Hertha BSC – “Weiße Rosen aus Spreeathen”: Nachdem die Kabinenpredigt nun schon einige gute Vorschläge für den Meistersong unterbreitet hat, ermöglicht die Mauertaktik nun Hellenenkicker Kostas Konstantinidis ein Comeback in der Hauptstadt: Er singt mit Brillenlegende Nana Mouskouri eine Herthaversion ihres großen Blumenhits ein. Nach 10 Heimsiegen in Folge werden die Zeilen “Weiße Rosen aus Spreeathen sagen Dir: komm recht bald wieder, sagen Dir auf Wiedersehn – weiße Rosen aus Spreeathen.” ihre Wirkung nicht verfehlen.
1. FC Köln – “Mein Freund der Daum”: Einen etwas ruhigeren Titel könnte man in der Rheinmetropole neu interpretieren. Die Musik müsste man allerdings eindeutig aufpeppen. Den Kehrvers sollte man auch etwas freundlicher gestalten. Vielleicht in etwa so:”Mein Freund der Daum ist wieder da, und jetzt ist alles wunderbar.” Das bringt Laune. 12 Monate Karneval. Einziger Nachteil: Das Lied ist es etwas unflexibel für den Fall eines Trainerwechsels. Aber da ist die Lösung auch relativ einfach: Overath ernennt Daum auf Lebenszeit. Der verfügt dann seinerseits natürlich sofort die lebenslange Stammplatzgarantie für Poldi.
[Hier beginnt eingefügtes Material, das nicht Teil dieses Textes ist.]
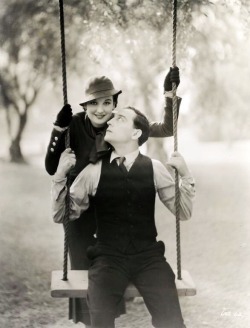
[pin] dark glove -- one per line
(172, 76)
(64, 117)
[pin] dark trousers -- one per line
(81, 237)
(110, 274)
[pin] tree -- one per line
(30, 55)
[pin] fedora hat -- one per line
(97, 87)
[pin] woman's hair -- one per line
(140, 122)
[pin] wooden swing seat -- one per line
(77, 284)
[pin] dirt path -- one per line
(215, 250)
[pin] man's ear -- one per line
(136, 134)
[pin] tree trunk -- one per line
(15, 152)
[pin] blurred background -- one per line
(129, 41)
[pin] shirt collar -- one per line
(129, 158)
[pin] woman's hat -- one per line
(97, 87)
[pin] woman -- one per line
(87, 131)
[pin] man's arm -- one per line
(165, 128)
(165, 186)
(84, 185)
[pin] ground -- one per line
(215, 246)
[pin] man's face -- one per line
(121, 126)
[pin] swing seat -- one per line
(77, 285)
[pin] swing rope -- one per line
(177, 190)
(67, 143)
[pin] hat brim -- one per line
(100, 94)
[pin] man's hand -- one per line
(178, 162)
(66, 162)
(64, 117)
(172, 76)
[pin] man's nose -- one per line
(110, 121)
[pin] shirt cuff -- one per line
(58, 128)
(168, 94)
(188, 179)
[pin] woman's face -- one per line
(100, 110)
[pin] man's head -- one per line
(128, 127)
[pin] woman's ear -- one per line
(136, 134)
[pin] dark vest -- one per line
(125, 205)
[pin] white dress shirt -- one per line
(87, 181)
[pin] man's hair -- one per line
(140, 122)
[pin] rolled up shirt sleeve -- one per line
(165, 187)
(85, 185)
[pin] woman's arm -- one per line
(57, 140)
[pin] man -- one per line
(124, 199)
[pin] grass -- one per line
(215, 250)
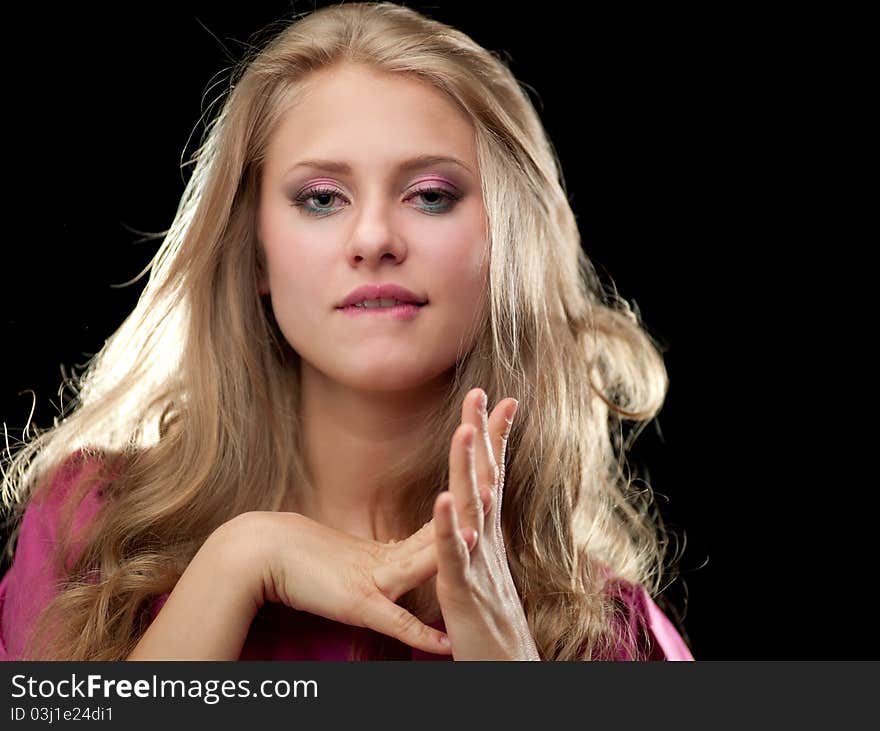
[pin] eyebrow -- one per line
(414, 163)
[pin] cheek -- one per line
(459, 264)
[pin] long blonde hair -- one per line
(193, 401)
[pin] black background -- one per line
(676, 146)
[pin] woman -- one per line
(269, 459)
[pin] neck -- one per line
(350, 439)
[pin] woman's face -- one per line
(327, 230)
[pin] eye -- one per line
(438, 200)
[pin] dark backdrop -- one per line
(667, 129)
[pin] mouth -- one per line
(400, 311)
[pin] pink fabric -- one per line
(277, 632)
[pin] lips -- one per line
(381, 291)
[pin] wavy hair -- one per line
(192, 403)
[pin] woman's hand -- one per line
(481, 609)
(313, 568)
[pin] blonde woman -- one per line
(370, 402)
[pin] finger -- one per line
(471, 511)
(383, 615)
(404, 572)
(452, 550)
(463, 479)
(424, 536)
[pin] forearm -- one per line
(209, 613)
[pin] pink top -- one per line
(277, 632)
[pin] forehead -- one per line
(370, 119)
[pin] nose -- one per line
(375, 240)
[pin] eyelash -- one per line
(300, 200)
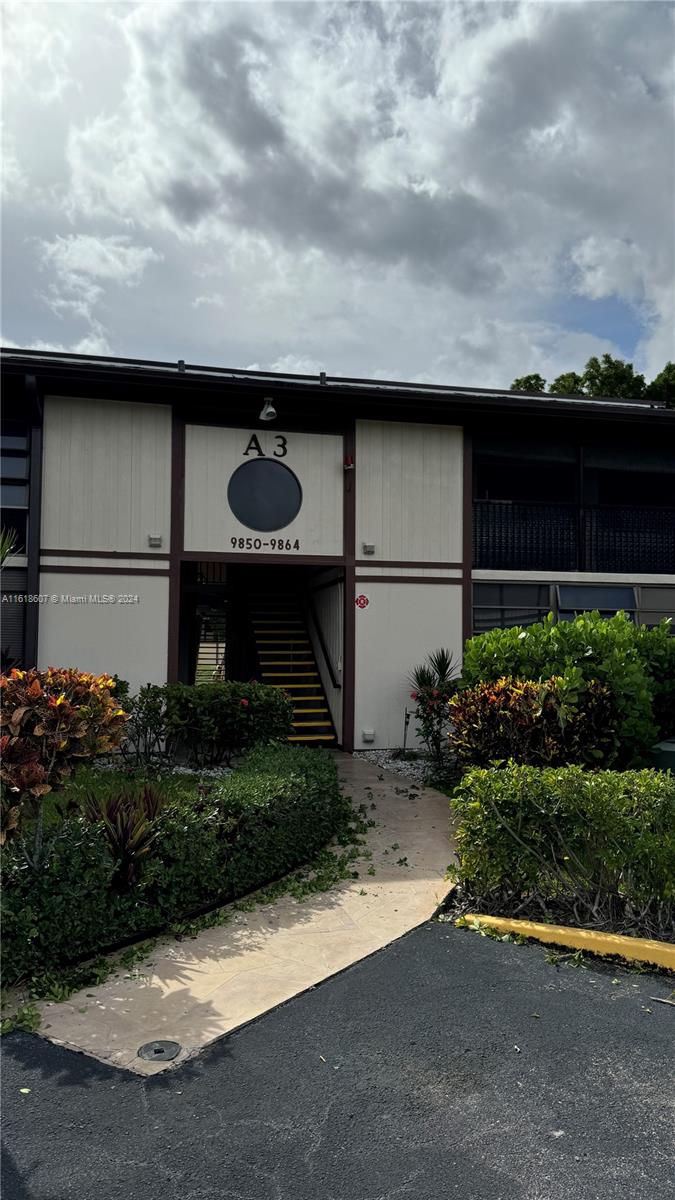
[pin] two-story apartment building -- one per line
(322, 534)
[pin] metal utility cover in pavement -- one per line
(159, 1051)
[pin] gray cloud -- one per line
(411, 190)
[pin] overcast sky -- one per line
(452, 193)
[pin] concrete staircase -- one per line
(287, 661)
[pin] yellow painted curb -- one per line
(641, 949)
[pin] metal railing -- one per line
(567, 538)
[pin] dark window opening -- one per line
(264, 495)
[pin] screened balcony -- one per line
(557, 504)
(549, 537)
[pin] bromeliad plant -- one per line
(49, 721)
(129, 820)
(434, 683)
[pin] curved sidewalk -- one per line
(197, 990)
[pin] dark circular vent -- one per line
(264, 495)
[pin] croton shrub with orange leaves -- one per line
(49, 720)
(561, 720)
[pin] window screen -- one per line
(608, 599)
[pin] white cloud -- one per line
(213, 300)
(399, 191)
(114, 258)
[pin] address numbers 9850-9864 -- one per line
(270, 544)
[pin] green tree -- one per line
(613, 377)
(662, 388)
(529, 383)
(568, 384)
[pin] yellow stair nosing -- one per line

TSG Hoffenheim – “Didi Blue”: Didi Hopp, der ja die mit seinem Mördersketch gescheffelten Milliarden freundlicherweise in den Fußballclub aus dem Kraichgau “investiert”, soll nun in einem neuen Sympathiesong gewürdigt werden. Frei nach dem 1981er-Eurovisionskracher von Lena Valaitis wird nun das Leben des Mäzens nachgezeichnet: “Auf der alten Kiste, die ihm jemand schenkte, da programmierte er, sie war sein Freund. - Seine Software, die macht Hoffnung und Freude, aber manchmal hat er auch geweint…” Und alle singen: “Blue, blue, blue, Didi blue, welche Farbe hat die Sonne ? Blue, blue, blue, Didi blue, wo zum Teufel liegt Hoffenheim?”
VfB Stuttgart – “Rot-weiß ist die Haselnuss”: In einem politisch gefestigten Land wie BW, dessen Ministerpräsident sogar einer edlen Pilsmarke seinen Namen schenkte, blühen selbstverständlich Flachs und Schlagerkultur. Da kommt als Ikone nur Heino in Betracht, der das Vorbild für einen neuen Stuttgarter Vereinssong geben kann. So werden die Cannstätter Sängerknaben demnächst in der Kurve trällern.”Rot-weiß ist die Haselnuss, rot-weiß bin auch ich.” Alternativ: “Rot-weiß sind die Pommes”. Vielleicht kommt Heino ja dann mal mit seinem Banjo vorbei.